For Anthony, Lora and Maya Tseytlin
Я люблю все народы на свете и праздники всех народов; когда они ликуют о своих годовщинах и мне случится быть неподалёку, я просто рад тому, что людям весело, и праздную в душе их вёселый час – если только нет у меня в тот самый день собственных траурных поминок.
Родину не дают и не получают в подарок, не приобретают в результате политических соглашений, не покупают за золото и не завоевывают кулаками. Её строят в поте лица.
Предисловие
Я родился 16 октября, в год создания государства Израиль, за два дня до дня рождения Жаботинского, на Маразлиевской, когда-то называвшейся улицей одесских банкиров, и примечательной в литературной Одессе тем, что на чётной стороне улицы, на двух противоположных концах, жили два Александра. Куприн роскошествовал в помпезном угловом доме напротив Александровского парка, а Пушкин первую одесскую ночь провёл на почтовой станции в постоялом дворе, окнами выходящими на Базарную, и этим благословил скромную улицу на рождение писателей и поэтов.
Банкиры и писатели жили на чётной стороне Маразлиевской, а нечётная и поныне большей частью занята парком и, не считая энкавэдэшного городка, появившегося в советское время, составляет четыре пятиэтажных дома с четырёхметровыми потолками – квартал от Успенской до Базарной. Напротив моего дома, под номером пять, фасад которого охраняли головы двух бронзовых львов, наискосок, был пушкинский.

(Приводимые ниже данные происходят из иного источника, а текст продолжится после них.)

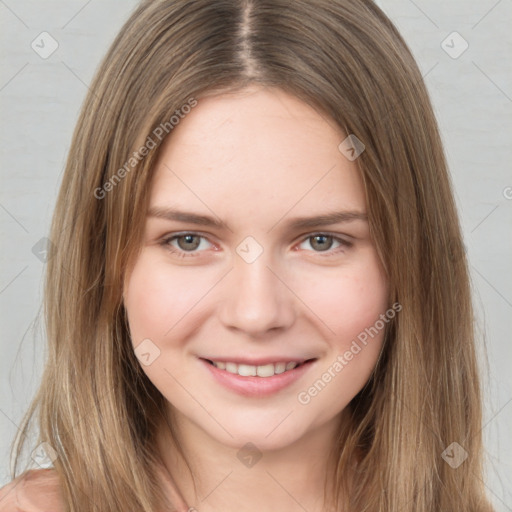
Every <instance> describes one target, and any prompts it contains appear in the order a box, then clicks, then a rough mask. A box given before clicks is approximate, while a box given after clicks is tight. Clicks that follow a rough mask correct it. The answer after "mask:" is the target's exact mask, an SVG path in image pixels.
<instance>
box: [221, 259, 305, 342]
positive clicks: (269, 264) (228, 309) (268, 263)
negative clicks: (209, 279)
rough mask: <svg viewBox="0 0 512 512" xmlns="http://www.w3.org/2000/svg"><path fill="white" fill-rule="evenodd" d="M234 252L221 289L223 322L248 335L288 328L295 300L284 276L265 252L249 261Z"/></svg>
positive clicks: (223, 322) (267, 332)
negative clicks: (228, 268) (286, 282)
mask: <svg viewBox="0 0 512 512" xmlns="http://www.w3.org/2000/svg"><path fill="white" fill-rule="evenodd" d="M234 256H235V259H234V263H233V267H234V268H233V270H232V271H231V272H230V273H229V275H228V276H226V277H227V279H226V280H225V282H224V285H223V289H222V294H223V296H222V299H221V305H220V309H219V316H220V320H221V322H222V323H223V325H224V326H225V327H227V328H229V329H236V330H239V331H241V332H244V333H246V334H247V335H248V336H250V337H251V338H261V337H263V336H264V335H265V334H266V333H268V331H271V330H273V331H279V330H284V329H286V328H289V327H290V326H291V325H292V324H293V323H294V321H295V317H296V311H295V304H296V302H295V296H294V294H293V292H292V291H291V289H290V288H289V287H288V286H287V284H286V276H281V275H280V272H278V271H276V269H275V268H273V267H274V266H275V265H273V264H272V262H271V261H269V258H267V257H266V253H265V252H263V254H261V255H260V257H259V258H258V259H256V261H254V262H252V263H247V262H246V261H245V260H244V259H243V258H241V257H239V256H238V254H235V255H234Z"/></svg>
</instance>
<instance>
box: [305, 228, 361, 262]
mask: <svg viewBox="0 0 512 512" xmlns="http://www.w3.org/2000/svg"><path fill="white" fill-rule="evenodd" d="M305 243H309V245H310V247H312V248H313V250H314V252H318V253H326V254H322V256H332V255H333V254H336V253H338V252H343V250H345V249H347V248H348V247H351V246H352V243H351V242H348V241H347V240H344V239H343V238H339V237H337V236H334V235H331V234H329V233H315V234H313V235H310V236H308V237H307V238H305V239H304V240H303V241H302V242H301V244H300V245H303V244H305ZM336 244H337V245H336ZM333 245H334V246H335V247H334V249H333ZM299 247H300V246H299Z"/></svg>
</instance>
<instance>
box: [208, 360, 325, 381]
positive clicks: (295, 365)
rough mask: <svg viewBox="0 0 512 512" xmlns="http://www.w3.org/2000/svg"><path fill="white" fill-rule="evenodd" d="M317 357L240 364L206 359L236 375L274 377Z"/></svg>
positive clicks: (300, 365) (229, 361) (287, 371)
mask: <svg viewBox="0 0 512 512" xmlns="http://www.w3.org/2000/svg"><path fill="white" fill-rule="evenodd" d="M314 360H315V359H307V360H305V361H303V362H296V361H289V362H286V361H283V362H279V363H269V364H264V365H259V366H256V365H250V364H238V363H234V362H230V361H210V360H209V359H205V361H206V362H207V363H209V364H211V365H212V366H215V367H216V368H218V369H219V370H224V371H226V372H228V373H232V374H234V375H240V376H241V377H262V378H265V377H273V376H274V375H280V374H281V373H286V372H289V371H291V370H294V369H295V368H299V367H300V366H303V365H305V364H306V363H310V362H312V361H314Z"/></svg>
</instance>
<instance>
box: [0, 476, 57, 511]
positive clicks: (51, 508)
mask: <svg viewBox="0 0 512 512" xmlns="http://www.w3.org/2000/svg"><path fill="white" fill-rule="evenodd" d="M45 510H52V511H53V512H61V511H62V510H63V507H62V496H61V490H60V482H59V477H58V474H57V472H56V471H55V470H54V469H31V470H29V471H27V472H25V473H23V474H22V475H20V476H18V477H17V478H16V479H15V480H13V481H12V482H10V483H8V484H7V485H6V486H5V487H2V488H1V489H0V512H43V511H45Z"/></svg>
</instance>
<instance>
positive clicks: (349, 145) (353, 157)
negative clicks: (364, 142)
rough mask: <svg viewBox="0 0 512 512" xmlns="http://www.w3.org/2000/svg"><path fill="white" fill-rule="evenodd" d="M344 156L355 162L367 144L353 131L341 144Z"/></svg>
mask: <svg viewBox="0 0 512 512" xmlns="http://www.w3.org/2000/svg"><path fill="white" fill-rule="evenodd" d="M338 149H339V150H340V152H341V153H342V154H343V156H344V157H345V158H346V159H347V160H350V161H351V162H353V161H354V160H355V159H356V158H358V157H359V155H360V154H361V153H362V152H363V151H364V150H365V145H364V144H363V143H362V142H361V141H360V140H359V139H358V138H357V137H356V136H355V135H354V134H353V133H351V134H350V135H349V136H348V137H347V138H346V139H345V140H344V141H343V142H342V143H341V144H340V145H339V146H338Z"/></svg>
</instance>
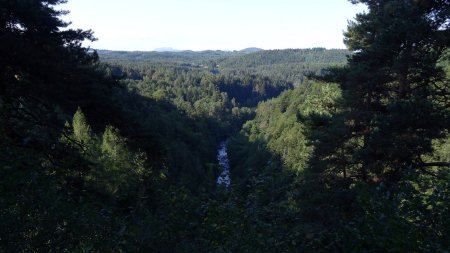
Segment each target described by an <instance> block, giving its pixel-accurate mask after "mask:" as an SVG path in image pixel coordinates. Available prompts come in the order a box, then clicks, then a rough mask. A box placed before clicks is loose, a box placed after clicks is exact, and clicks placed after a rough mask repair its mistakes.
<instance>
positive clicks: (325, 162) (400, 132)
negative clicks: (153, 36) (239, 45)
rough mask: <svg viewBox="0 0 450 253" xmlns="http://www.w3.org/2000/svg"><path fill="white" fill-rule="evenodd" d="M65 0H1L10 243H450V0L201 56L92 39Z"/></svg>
mask: <svg viewBox="0 0 450 253" xmlns="http://www.w3.org/2000/svg"><path fill="white" fill-rule="evenodd" d="M64 2H65V1H63V0H51V1H43V0H33V1H31V0H27V1H18V0H4V1H0V41H1V42H0V43H1V47H0V65H1V66H0V80H1V83H0V139H1V141H0V224H1V227H2V229H1V230H0V252H448V251H450V133H449V126H450V102H449V98H450V97H449V96H450V90H449V88H450V87H449V84H450V82H449V79H450V50H449V47H450V3H448V1H445V0H428V1H412V0H405V1H390V0H375V1H373V0H371V1H369V0H352V1H351V2H352V3H363V4H365V5H366V6H367V12H365V13H361V14H358V15H357V16H356V17H355V18H354V20H353V21H350V22H349V24H348V27H347V30H346V32H345V33H344V36H345V44H346V45H347V47H348V50H341V49H332V50H327V49H324V48H311V49H285V50H260V49H256V48H251V49H247V50H241V51H202V52H193V51H181V52H118V51H107V50H98V51H96V50H92V49H90V48H85V47H83V46H82V42H83V41H85V40H91V41H92V40H95V37H94V34H93V31H90V30H87V31H85V30H77V29H71V28H69V24H68V23H65V22H64V21H62V20H61V16H62V15H64V13H65V12H64V11H59V10H57V8H56V7H58V5H59V4H61V3H64ZM349 18H351V17H349ZM225 140H226V142H224V141H225ZM219 143H227V151H228V152H227V153H228V157H229V163H230V173H231V174H230V177H231V184H230V185H229V186H224V185H222V184H218V183H217V178H218V176H219V174H220V173H221V172H222V170H223V168H222V167H221V166H220V165H219V163H218V160H217V151H218V146H219Z"/></svg>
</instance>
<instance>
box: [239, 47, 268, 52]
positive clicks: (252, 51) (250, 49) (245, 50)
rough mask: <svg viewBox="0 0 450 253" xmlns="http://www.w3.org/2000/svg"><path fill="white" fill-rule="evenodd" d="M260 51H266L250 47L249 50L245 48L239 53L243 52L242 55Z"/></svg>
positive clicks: (255, 47)
mask: <svg viewBox="0 0 450 253" xmlns="http://www.w3.org/2000/svg"><path fill="white" fill-rule="evenodd" d="M259 51H264V49H262V48H257V47H248V48H244V49H242V50H240V51H239V52H241V53H256V52H259Z"/></svg>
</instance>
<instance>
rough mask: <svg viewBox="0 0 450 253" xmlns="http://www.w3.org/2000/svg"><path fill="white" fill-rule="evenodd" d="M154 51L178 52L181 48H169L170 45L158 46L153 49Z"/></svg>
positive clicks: (179, 51) (180, 50)
mask: <svg viewBox="0 0 450 253" xmlns="http://www.w3.org/2000/svg"><path fill="white" fill-rule="evenodd" d="M153 51H155V52H180V51H182V50H178V49H175V48H171V47H160V48H155V50H153Z"/></svg>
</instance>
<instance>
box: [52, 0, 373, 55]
mask: <svg viewBox="0 0 450 253" xmlns="http://www.w3.org/2000/svg"><path fill="white" fill-rule="evenodd" d="M59 8H60V9H63V10H68V11H70V13H69V14H68V15H66V16H65V17H64V20H66V21H71V22H72V26H71V27H73V28H81V29H92V30H93V31H94V35H95V37H96V38H98V40H97V41H95V42H92V43H91V42H89V43H86V44H85V46H90V47H92V48H96V49H108V50H125V51H152V50H155V49H157V48H174V49H177V50H194V51H201V50H241V49H244V48H248V47H258V48H262V49H266V50H267V49H285V48H312V47H324V48H345V45H344V43H343V35H342V33H343V31H344V30H345V29H346V27H347V23H348V20H352V19H353V18H354V17H355V15H356V14H357V13H360V12H363V11H364V10H366V7H365V6H362V5H353V4H351V3H350V2H348V1H347V0H314V1H298V0H191V1H185V0H164V1H155V0H129V1H127V3H126V4H124V2H123V1H118V0H96V1H90V0H69V1H68V3H66V4H63V5H61V6H60V7H59Z"/></svg>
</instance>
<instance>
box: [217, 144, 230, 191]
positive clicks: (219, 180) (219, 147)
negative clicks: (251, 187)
mask: <svg viewBox="0 0 450 253" xmlns="http://www.w3.org/2000/svg"><path fill="white" fill-rule="evenodd" d="M227 145H228V140H225V141H222V142H221V143H220V144H219V147H218V148H217V161H218V162H219V165H220V167H221V168H222V173H221V174H220V175H219V177H218V178H217V184H218V185H225V187H226V188H227V189H228V188H229V187H230V182H231V180H230V161H229V160H228V152H227V151H228V150H227Z"/></svg>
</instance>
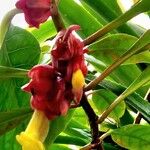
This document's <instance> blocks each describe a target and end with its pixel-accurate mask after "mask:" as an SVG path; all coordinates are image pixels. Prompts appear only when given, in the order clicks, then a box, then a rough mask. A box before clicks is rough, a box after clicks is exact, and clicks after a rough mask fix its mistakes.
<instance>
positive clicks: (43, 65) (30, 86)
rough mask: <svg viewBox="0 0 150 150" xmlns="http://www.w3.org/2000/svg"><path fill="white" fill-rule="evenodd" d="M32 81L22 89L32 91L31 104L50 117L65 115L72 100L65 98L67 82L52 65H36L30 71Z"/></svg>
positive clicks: (32, 105)
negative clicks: (51, 65) (35, 65)
mask: <svg viewBox="0 0 150 150" xmlns="http://www.w3.org/2000/svg"><path fill="white" fill-rule="evenodd" d="M28 76H29V77H30V78H31V81H30V82H29V83H28V84H26V85H24V86H23V87H22V89H23V90H24V91H26V92H30V93H32V97H31V105H32V107H33V108H35V109H37V110H40V111H43V112H44V113H45V114H46V116H47V117H48V119H50V120H51V119H54V118H55V117H57V116H59V115H65V114H66V113H67V111H68V109H69V106H70V101H69V100H67V99H66V98H65V82H64V80H63V79H62V78H61V77H60V76H59V75H58V74H57V72H56V71H55V69H54V68H53V67H52V66H50V65H37V66H34V67H33V68H32V69H31V70H30V71H29V73H28Z"/></svg>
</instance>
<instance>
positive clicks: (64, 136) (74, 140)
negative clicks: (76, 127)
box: [54, 135, 88, 146]
mask: <svg viewBox="0 0 150 150" xmlns="http://www.w3.org/2000/svg"><path fill="white" fill-rule="evenodd" d="M54 143H58V144H71V145H77V146H84V145H86V144H88V143H87V142H85V140H84V139H81V138H79V137H75V136H64V135H59V136H58V137H57V138H56V140H55V141H54Z"/></svg>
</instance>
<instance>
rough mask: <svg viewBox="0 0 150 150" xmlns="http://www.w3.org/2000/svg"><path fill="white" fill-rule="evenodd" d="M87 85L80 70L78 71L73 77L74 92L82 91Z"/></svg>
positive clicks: (82, 74) (72, 85) (75, 73)
mask: <svg viewBox="0 0 150 150" xmlns="http://www.w3.org/2000/svg"><path fill="white" fill-rule="evenodd" d="M84 84H85V80H84V76H83V73H82V71H81V70H80V69H78V70H76V71H75V72H74V73H73V75H72V87H73V89H74V90H79V89H82V88H83V86H84Z"/></svg>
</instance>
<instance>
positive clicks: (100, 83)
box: [96, 80, 150, 122]
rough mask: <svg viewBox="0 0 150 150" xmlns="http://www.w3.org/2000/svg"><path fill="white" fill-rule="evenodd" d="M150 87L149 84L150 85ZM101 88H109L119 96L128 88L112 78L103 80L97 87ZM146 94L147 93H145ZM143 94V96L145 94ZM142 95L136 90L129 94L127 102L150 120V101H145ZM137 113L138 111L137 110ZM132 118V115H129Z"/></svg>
mask: <svg viewBox="0 0 150 150" xmlns="http://www.w3.org/2000/svg"><path fill="white" fill-rule="evenodd" d="M148 88H149V86H148ZM99 89H107V90H110V91H111V92H113V93H114V94H116V95H117V96H119V95H120V94H122V93H123V91H125V90H126V88H125V87H124V86H122V85H120V84H118V83H115V82H112V81H110V80H103V81H102V82H101V83H100V84H98V86H97V87H96V90H99ZM145 94H146V93H145ZM145 94H144V95H143V97H144V96H145ZM143 97H141V96H140V95H139V94H137V93H136V92H134V93H132V94H131V95H129V96H127V97H126V98H125V102H126V103H127V104H128V105H129V106H131V108H134V109H132V110H133V111H134V112H135V110H136V111H139V112H140V113H141V114H142V115H143V116H144V117H145V119H146V120H147V121H148V122H150V103H149V102H148V101H145V100H144V98H143ZM135 113H136V112H135ZM128 119H130V117H128Z"/></svg>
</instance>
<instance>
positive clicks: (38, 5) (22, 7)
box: [16, 0, 51, 28]
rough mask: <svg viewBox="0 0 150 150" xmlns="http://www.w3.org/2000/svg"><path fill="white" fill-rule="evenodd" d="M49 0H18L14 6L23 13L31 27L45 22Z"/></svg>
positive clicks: (49, 14) (38, 24)
mask: <svg viewBox="0 0 150 150" xmlns="http://www.w3.org/2000/svg"><path fill="white" fill-rule="evenodd" d="M50 3H51V0H19V1H18V2H17V3H16V7H17V8H18V9H21V10H22V11H23V12H24V14H25V19H26V21H27V23H28V24H29V25H30V26H31V27H32V26H34V27H37V28H38V27H39V25H40V23H43V22H45V21H46V20H47V19H48V17H49V16H50V15H51V13H50Z"/></svg>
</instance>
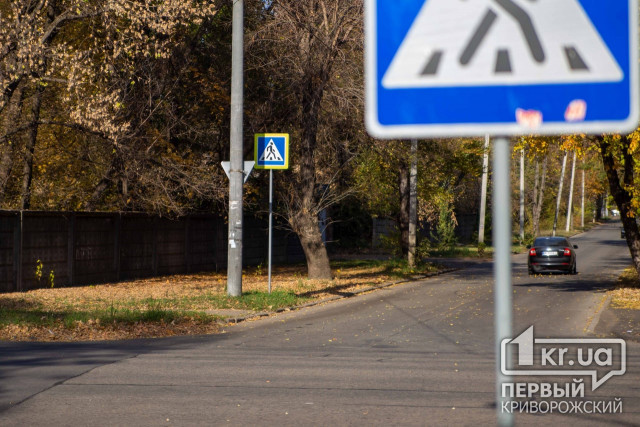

Маразлиевская упирается в Базарную, на которой слева, в конце квартала, в доме под номером четыре родился Евгений Петров, родной брат Валентина Катаева (в катаевском доме располагался детский сад, который посещал автор), – а справа, через квартал (на Базарной, 40) родился Эдуард Багрицкий. В школьные годы я почти ежедневно проходил мимо дома Багрицкого, гордо поглядывая на скромную мемориальную доску, в неведении, что напротив, в 33-м номере, на углу Базарной и Ремесленной, 18 октября 1880 года родился всемирно известный писатель, публицист и общественный деятель, имя которого в советское время было запрещено: Зеев (Владимир) Жаботинский (при рождении – Вольф Евнович).
Одесса, близость дат рождения, соседство родительских домов – но на этом совпадения не заканчиваются. День рождения автора совпал с днём рождения первого и второго премьер-министров Израиля, поставивших свою подпись под Декларацией Независимости: Бен-Гуриона, соратника Жаботинского по еврейскому легиону и его политического противника во всех начинаниях, включая создание легиона, и Моше Шарета, преемника Бен-Гуриона на посту премьера.
…Если верить астрологии, Жаботинский и Бен-Гурион запрограммированы быть дипломатами, осторожными в принятии решений – и изворотливыми, гибкими и склонными к компромиссам. Впрочем, они опровергли все гороскопы: оба были решительными и непреклонными воинами, возглавившими левое и правое крыло сионизма. Их сравнивали с двумя конями, запряжёнными в одну повозку и боровшимися за роль коренника. Оба как будто выросли в одной и той же еврейской семье, описанной в романе Жаботинского «Пятеро», в которой дети выбрали непересекающиеся дороги. Бен-Гурион, окажись он в России, мог бы надеть комиссарскую кожанку и, как Троцкий, беспощадно расстреливать идеологически колеблющихся соплеменников, а Жаботинский, не будь он сионистом, оказался бы в компании с Мартовым-Аксельродом, лидером меньшевиков. А возможно, он отстранился бы от политики и пошёл по литературной тропе…
…Грозы двадцатого века уже отгремели. Эта книга о прошлом и настоящем. История Израиля в противостоянии двух уроженцев Российской империи, Жаботинского и Бен-Гуриона. Хотя они были почти что ровесниками (между датами их рождения два октябрьских дня и шесть лет), лишь однажды они шли бок о бок друг с другом: в 1918 году, когда Бен-Гурион был солдатом Еврейского легиона, созданного Жаботинским.
Они шли параллельными курсами, иногда – в противоположные стороны, по-разному оценивая ситуацию (Жаботинский в 1914 году агитировал за создание еврейского легиона в английской армии – Бен-Гурион в первые годы войны ратовал за такой же легион, но в турецкой). Таким будет и наше повествование – параллельным. Главы о Жаботинском чередуются с главами, посвящёнными Бен-Гуриону, и соединяются там, где оба были задействованы в одних и тех же событиях. После августа 1940-го, ставшего последним месяцем жизни Зеева Жаботинского, повествование будет вестись только о Бен-Гурионе, который с 1948 по 1963 гг. с небольшим перерывом был премьер-министром и министром обороны Израиля.